In line with expectations, the RBA has decided to keep the cash rate at 0.25 of a percentage point. According to Finder, 85 per cent of experts predicted a hold of the cash rate, while the remaining 15 per cent predicted a cut to 0.1 of a percentage point.
In forecasting a hold of the cash rate, CreditorWatch chief executive and chief economist Harley Dale said the decision is appropriate given that the RBA already has measures in place to support Australian businesses.
“The appropriate focus today is on fiscal policy, with the federal budget being brought down this evening,” Mr Dale said.
“RBA governor Philip Lowe has repeatedly called on state and territory governments to step up to the plate in terms of spending and investment, to assist in generating the economic recovery Australia requires.

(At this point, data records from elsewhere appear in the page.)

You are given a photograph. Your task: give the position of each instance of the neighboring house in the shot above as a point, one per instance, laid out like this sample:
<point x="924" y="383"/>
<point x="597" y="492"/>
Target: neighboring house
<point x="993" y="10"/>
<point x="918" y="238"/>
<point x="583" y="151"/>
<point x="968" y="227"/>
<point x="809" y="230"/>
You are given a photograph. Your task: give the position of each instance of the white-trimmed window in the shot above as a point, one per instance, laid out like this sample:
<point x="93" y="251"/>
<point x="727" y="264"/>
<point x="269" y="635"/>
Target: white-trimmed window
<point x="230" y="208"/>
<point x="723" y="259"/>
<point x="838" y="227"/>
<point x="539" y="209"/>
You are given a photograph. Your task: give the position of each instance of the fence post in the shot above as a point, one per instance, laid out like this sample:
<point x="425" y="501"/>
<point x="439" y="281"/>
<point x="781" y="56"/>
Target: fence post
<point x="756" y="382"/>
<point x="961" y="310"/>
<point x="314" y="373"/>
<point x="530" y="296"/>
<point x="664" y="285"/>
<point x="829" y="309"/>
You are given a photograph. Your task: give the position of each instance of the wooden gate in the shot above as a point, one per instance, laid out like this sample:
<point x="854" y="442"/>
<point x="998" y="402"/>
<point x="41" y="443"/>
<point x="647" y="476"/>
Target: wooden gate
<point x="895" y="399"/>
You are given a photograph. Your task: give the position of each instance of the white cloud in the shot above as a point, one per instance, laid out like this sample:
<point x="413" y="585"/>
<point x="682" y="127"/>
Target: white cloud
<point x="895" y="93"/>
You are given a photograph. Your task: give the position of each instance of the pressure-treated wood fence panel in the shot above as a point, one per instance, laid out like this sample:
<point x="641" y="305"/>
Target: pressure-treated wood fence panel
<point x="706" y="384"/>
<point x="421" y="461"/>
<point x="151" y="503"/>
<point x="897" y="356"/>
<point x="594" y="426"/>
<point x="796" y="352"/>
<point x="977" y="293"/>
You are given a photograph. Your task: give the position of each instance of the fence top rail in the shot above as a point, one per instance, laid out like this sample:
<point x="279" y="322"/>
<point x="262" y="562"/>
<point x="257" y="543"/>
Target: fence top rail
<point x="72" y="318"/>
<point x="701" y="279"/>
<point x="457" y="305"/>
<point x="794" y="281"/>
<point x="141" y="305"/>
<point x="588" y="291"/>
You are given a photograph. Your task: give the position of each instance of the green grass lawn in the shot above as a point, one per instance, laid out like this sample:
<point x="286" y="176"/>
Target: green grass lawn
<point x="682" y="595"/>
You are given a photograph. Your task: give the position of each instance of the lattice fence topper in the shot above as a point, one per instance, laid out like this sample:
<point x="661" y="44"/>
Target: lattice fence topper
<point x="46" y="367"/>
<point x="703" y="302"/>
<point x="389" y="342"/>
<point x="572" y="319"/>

“In due course, the RBA will likely reduce the OCR to 0.10 [of a percentage point], but today wasn’t the day.
“Tonight, it is the turn of the federal government to set out a clear agenda for recovery in what is the most important fiscal update in close to a century.”

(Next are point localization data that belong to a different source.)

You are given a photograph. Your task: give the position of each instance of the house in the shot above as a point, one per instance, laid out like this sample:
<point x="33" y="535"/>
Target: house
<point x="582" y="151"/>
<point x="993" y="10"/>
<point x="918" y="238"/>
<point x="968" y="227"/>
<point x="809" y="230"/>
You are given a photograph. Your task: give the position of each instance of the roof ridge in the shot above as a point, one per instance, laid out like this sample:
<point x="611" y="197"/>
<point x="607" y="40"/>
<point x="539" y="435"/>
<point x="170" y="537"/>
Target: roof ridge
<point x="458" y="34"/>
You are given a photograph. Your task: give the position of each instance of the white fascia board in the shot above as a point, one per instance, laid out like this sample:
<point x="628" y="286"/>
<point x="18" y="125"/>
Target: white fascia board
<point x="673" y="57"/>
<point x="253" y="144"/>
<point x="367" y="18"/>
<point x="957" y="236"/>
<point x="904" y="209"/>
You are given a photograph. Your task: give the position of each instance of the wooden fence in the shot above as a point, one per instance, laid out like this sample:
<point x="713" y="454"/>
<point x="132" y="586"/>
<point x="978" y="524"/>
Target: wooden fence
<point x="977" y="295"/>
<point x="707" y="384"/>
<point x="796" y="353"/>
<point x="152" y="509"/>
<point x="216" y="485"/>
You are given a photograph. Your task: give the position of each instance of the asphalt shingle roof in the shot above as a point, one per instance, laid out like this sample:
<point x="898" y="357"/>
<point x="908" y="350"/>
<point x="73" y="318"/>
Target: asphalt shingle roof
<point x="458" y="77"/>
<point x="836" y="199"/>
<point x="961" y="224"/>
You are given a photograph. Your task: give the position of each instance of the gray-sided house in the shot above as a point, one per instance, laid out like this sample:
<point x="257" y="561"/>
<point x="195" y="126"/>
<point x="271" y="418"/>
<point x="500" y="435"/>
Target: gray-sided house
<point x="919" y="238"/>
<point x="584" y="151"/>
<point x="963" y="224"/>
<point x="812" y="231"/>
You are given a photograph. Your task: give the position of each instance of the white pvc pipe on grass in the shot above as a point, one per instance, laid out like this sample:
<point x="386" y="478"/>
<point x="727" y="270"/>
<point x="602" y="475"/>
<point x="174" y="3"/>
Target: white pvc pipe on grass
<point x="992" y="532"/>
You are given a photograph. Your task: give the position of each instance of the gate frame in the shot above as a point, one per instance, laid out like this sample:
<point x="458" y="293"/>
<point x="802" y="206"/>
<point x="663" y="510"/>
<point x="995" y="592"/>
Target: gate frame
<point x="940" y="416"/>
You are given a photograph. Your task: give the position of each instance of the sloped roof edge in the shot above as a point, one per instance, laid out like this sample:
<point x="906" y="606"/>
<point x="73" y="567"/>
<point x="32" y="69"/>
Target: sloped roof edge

Griffith University economics professor Tony Makin said the biggest risk to recovery in coming quarters will be an appreciating exchange rate should significantly higher government spending be unveiled in the 2020–21 federal budget.
“International capital inflow reflecting foreigners buying bonds issued to fund the budget deficit strengthens the exchange rate, other things equal, as any good macroeconomics textbook tells us,” Mr Makin said.
“Further debt monetisation (printing money) by the RBA will offset this pressure but continue to cause asset price inflation. In the longer term (18–24 months away), goods and services inflation would normally accelerate as the economy rebounds.”